Kommentar/Beschreibung

The First World War has left a lasting legacy on British cultural memory up until today. Redefining modern warfare, the horrors of the trenches and the first gas attacks led to bloodshed of hitherto unknown dimensions. And from among the soldiers who actually returned to Britain alive many suffered from shellshock and its irreversible psychological damage. Apart from the many devastating personal effects, the 'Great War' rearranged European society in ways that profoundly disrupted established political alliances and eventually caused conflicts not only between Britons and Germans, but also between soldiers and civilians, men and women, the old and the young.
Throughout the last 100 years, this defining period of twentieth-century Europe has triggered countless cultural and literary representations of war and trauma.
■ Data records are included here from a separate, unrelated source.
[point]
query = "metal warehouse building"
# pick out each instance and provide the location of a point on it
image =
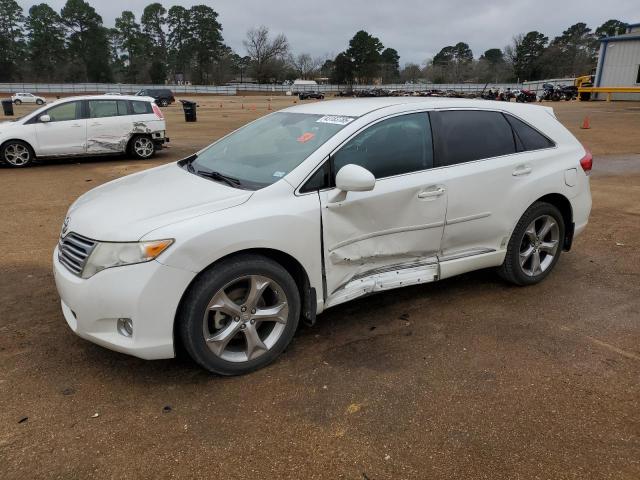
(619, 62)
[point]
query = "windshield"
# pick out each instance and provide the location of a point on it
(268, 149)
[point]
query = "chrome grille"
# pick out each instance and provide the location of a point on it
(73, 251)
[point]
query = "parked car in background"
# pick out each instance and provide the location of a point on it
(82, 126)
(20, 98)
(308, 95)
(381, 193)
(162, 96)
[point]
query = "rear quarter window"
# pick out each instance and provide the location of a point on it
(466, 135)
(528, 137)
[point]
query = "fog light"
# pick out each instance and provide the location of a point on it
(125, 327)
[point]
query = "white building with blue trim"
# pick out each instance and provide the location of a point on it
(619, 62)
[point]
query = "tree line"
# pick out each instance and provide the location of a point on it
(186, 44)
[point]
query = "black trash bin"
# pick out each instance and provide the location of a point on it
(189, 110)
(7, 107)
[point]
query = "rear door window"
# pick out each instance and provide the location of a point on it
(65, 112)
(466, 135)
(529, 138)
(395, 146)
(103, 108)
(140, 108)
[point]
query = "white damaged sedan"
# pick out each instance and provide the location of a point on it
(310, 207)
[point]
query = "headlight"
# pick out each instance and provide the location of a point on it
(108, 254)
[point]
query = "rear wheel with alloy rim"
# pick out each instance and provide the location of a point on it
(535, 245)
(16, 154)
(240, 315)
(142, 147)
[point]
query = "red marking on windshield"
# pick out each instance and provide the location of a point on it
(305, 137)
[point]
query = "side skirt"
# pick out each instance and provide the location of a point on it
(394, 276)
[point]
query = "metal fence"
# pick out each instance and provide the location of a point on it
(537, 85)
(82, 88)
(234, 89)
(404, 87)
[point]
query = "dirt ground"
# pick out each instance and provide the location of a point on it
(466, 378)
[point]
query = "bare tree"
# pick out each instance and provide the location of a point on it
(264, 52)
(305, 66)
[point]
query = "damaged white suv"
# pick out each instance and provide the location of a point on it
(227, 250)
(83, 126)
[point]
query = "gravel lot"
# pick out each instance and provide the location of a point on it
(466, 378)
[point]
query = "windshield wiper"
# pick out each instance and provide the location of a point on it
(232, 182)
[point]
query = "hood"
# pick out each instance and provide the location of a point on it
(128, 208)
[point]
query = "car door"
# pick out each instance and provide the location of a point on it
(486, 174)
(65, 133)
(390, 236)
(109, 126)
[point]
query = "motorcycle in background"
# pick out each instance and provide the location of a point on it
(550, 92)
(525, 96)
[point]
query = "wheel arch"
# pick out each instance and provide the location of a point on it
(290, 264)
(135, 135)
(563, 204)
(33, 150)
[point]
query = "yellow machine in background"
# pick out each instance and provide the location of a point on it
(586, 88)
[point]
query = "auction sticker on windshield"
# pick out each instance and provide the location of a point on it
(335, 119)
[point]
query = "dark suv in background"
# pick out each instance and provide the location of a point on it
(162, 96)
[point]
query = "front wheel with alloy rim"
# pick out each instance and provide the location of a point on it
(535, 245)
(16, 154)
(142, 147)
(240, 315)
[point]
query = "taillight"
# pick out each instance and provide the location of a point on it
(586, 162)
(157, 111)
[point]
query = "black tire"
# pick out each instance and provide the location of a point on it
(511, 269)
(23, 156)
(191, 314)
(135, 149)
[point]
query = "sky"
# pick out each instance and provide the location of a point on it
(417, 29)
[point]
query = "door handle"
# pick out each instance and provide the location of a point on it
(436, 192)
(522, 170)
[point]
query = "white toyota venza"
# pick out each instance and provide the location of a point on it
(229, 249)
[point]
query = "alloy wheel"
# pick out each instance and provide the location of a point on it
(245, 318)
(539, 245)
(17, 155)
(143, 147)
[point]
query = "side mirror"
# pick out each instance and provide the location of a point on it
(354, 178)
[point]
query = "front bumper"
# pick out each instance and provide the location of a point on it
(148, 293)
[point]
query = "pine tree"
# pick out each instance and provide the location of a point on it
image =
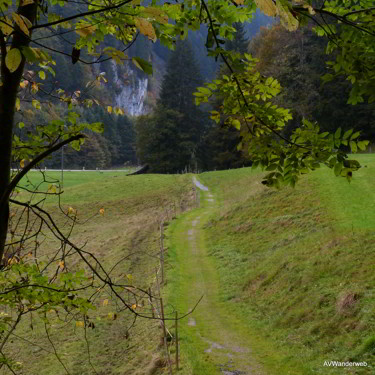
(221, 141)
(169, 139)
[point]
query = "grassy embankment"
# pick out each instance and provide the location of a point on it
(130, 225)
(295, 269)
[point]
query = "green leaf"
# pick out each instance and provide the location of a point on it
(338, 168)
(347, 134)
(355, 135)
(338, 133)
(143, 65)
(353, 146)
(362, 145)
(236, 124)
(13, 59)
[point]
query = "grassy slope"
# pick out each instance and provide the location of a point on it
(298, 265)
(133, 206)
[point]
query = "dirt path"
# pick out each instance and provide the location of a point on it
(219, 340)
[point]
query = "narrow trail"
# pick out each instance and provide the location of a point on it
(218, 344)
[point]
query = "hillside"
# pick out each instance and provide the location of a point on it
(125, 237)
(287, 277)
(290, 272)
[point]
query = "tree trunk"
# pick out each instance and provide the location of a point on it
(8, 96)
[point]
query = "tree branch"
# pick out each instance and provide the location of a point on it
(80, 15)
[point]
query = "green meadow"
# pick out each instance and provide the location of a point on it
(289, 273)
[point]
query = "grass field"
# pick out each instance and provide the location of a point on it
(299, 264)
(294, 270)
(133, 206)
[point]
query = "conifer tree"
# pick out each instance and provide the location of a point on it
(240, 43)
(221, 141)
(170, 143)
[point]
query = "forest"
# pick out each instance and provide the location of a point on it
(186, 187)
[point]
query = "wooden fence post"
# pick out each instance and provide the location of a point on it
(165, 336)
(162, 251)
(176, 337)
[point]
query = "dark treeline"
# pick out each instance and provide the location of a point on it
(177, 135)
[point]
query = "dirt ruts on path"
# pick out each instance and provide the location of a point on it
(222, 342)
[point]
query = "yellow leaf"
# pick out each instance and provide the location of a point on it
(85, 30)
(6, 26)
(52, 189)
(145, 27)
(156, 13)
(34, 88)
(36, 104)
(13, 59)
(22, 22)
(310, 9)
(268, 7)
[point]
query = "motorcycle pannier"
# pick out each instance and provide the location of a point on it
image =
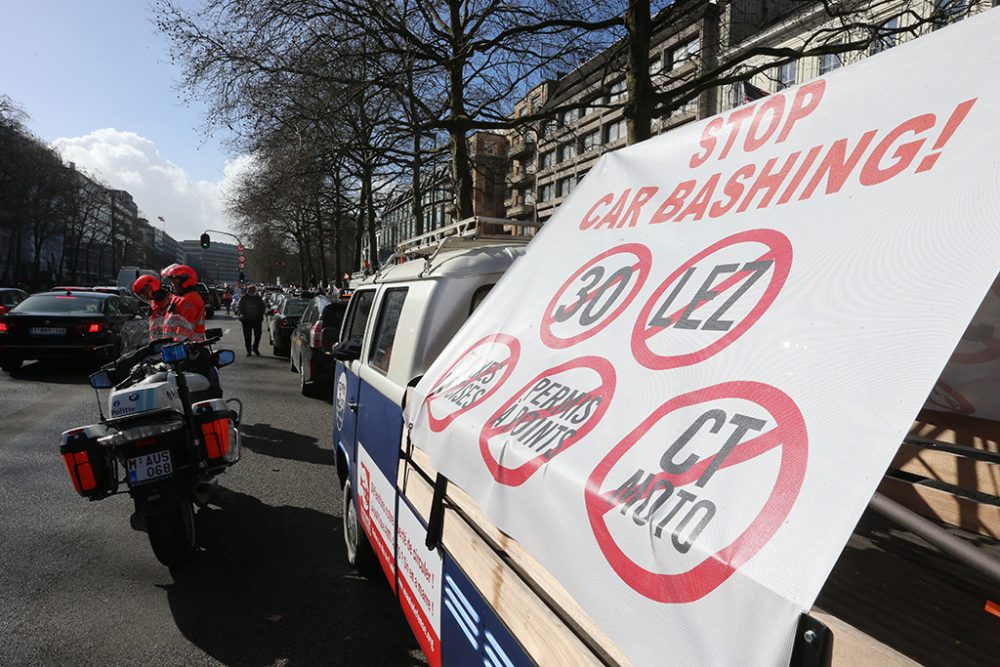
(90, 465)
(214, 422)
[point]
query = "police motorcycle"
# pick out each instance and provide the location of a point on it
(168, 434)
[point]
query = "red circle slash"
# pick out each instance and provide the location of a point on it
(789, 434)
(591, 415)
(779, 251)
(440, 389)
(589, 295)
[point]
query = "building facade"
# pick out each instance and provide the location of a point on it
(216, 264)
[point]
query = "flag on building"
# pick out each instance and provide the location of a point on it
(752, 92)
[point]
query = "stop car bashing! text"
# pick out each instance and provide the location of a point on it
(873, 158)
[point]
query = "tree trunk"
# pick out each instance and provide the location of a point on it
(458, 123)
(639, 107)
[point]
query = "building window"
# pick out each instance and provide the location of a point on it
(569, 116)
(655, 64)
(685, 53)
(567, 152)
(545, 192)
(614, 132)
(785, 76)
(829, 62)
(949, 11)
(564, 186)
(688, 107)
(593, 106)
(617, 93)
(885, 38)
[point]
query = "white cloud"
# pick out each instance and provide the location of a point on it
(128, 161)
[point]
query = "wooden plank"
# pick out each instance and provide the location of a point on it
(945, 507)
(851, 647)
(543, 635)
(979, 434)
(980, 476)
(540, 577)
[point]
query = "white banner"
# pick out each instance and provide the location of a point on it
(682, 398)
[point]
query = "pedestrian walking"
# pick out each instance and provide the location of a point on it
(250, 311)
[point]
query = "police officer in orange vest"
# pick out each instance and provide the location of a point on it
(186, 313)
(149, 290)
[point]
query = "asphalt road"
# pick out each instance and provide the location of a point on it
(269, 586)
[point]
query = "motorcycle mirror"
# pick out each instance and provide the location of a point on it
(174, 353)
(224, 358)
(101, 380)
(349, 350)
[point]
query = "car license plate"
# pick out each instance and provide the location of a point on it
(148, 467)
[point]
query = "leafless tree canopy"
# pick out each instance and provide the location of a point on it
(341, 99)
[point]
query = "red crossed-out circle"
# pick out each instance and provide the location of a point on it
(517, 476)
(438, 424)
(779, 249)
(642, 265)
(789, 434)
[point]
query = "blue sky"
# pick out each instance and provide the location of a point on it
(96, 80)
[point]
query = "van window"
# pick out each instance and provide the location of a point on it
(357, 316)
(478, 297)
(385, 330)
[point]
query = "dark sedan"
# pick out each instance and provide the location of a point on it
(63, 325)
(314, 366)
(282, 322)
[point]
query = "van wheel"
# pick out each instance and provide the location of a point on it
(11, 365)
(359, 550)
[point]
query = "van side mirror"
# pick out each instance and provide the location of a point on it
(349, 350)
(223, 358)
(101, 380)
(329, 337)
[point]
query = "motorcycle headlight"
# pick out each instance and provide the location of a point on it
(140, 433)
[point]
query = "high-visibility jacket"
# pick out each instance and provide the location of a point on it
(158, 313)
(186, 317)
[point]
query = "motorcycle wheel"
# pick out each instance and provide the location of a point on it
(359, 549)
(171, 534)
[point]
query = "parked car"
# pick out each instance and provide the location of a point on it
(315, 367)
(63, 325)
(282, 322)
(132, 303)
(10, 297)
(206, 296)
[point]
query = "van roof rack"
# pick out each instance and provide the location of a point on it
(469, 233)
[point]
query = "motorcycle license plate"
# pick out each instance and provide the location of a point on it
(148, 467)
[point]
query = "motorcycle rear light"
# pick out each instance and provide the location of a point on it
(316, 335)
(214, 423)
(88, 464)
(81, 473)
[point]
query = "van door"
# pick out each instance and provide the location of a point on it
(346, 383)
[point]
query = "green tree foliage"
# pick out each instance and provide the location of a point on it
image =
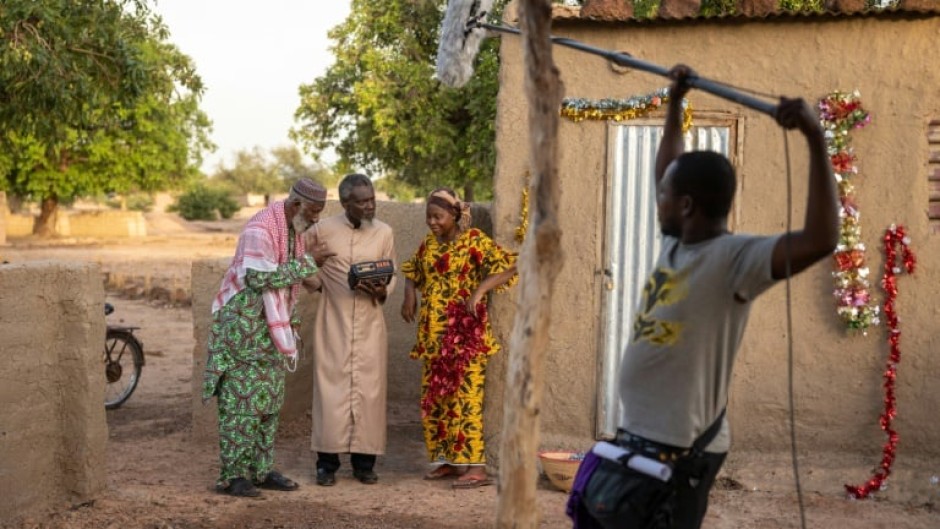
(381, 109)
(93, 99)
(203, 202)
(814, 6)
Among them are works as artistically diverse as the poetry of Wilfred Owen and Siegfried Sassoon, Robert Graves' autobiography Goodbye to all that, Virginia Woolf's post-war novel Mrs. Dalloway, Benjamin Britten's War Requiem, Pat Barker's historiographic metafiction Regeneration Trilogy, Alan Hollinghurst's novel The Stranger's Child, as well as various movies like Stanley Kubrick's Paths of Glory, Christian Carion's Merry Christmas and, more recently, Steven Spielberg's War Horse, to name but a few.
Focusing on the iconic figure of the soldier-poet, this seminar traces the social and cultural changes brought about by the First World War, thereby touching on issues as varied as 'heroism', patriotism, shellshock, comradeship, women's suffrage, pastoral and anti-pastoral poetry, and the authenticity / the constructedness of the heroic image of the soldier-poet.
Please buy and read:
The Penguin Book of First World War Poetry. Ed. G. Walter. London: Penguin, 2012.
Robert Graves. Goodbye to all that. London: Penguin, 2012.
Virginia Woolf. Mrs. Dalloway. London: Penguin, 2012.
Alan Hollinghurst. The Stranger's Child. London: Pan Macmillan, 2011.
Please buy and watch.
Regeneration [a.k.a. Behind the Lines]. Dir. Gillies MacKinnon. Perf. Jonathan Pryce, James Wilby, Jonny Lee Miller. Artificial Eye, 1997.